In Schultz v. Congregation Shearith Israel of the City of New York et al, 2017 WL 3427130 (2d Cir. Aug. 10, 2017), the Second Circuit (among other things) affirmed the district court’s dismissal of plaintiff’s constructive discharge claim.
The court explained that “[t]he constructive-discharge doctrine contemplates a situation in which an employer discriminates against an employee to the point such that his working conditions become so intolerable that a reasonable person in the employee’s position would have felt compelled to resign.”
From the decision:
[T]he facts alleged in this case [with respect to Defendants’ actions after Shultz returned from her honeymoon visibly pregnant] are sparse. Shultz alleges that, during her termination meeting with Resis, Soloveichik and Lustig, she was met with silence when she expressed her concerns about finding another job while pregnant.

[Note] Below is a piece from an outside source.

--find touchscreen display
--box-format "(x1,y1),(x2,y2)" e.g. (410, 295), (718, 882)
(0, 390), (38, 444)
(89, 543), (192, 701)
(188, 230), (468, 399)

Shultz further alleged that after she received the notice of termination, she overheard a phone call in which Reiss disparaged her, her name was removed from a wall and a newsletter, and Soloveichik and Lustig did not speak to her. These acts alone, occurring over a period of a few weeks, are insufficient to raise an issue of fact with respect to whether Shultz can meet the high standard to establish that [s]he was constructively discharged. … Such a claim requires the employee to show both (1) that there is evidence of the employer’s intent to create an intolerable environment that forces the employee to resign, and (2) that the evidence shows that a reasonable person would have found the work conditions so intolerable that he would have felt compelled to resign. … Shultz has not pled sufficient facts arising after the notice of termination to establish that a reasonable person would have been compelled to resign in these circumstances.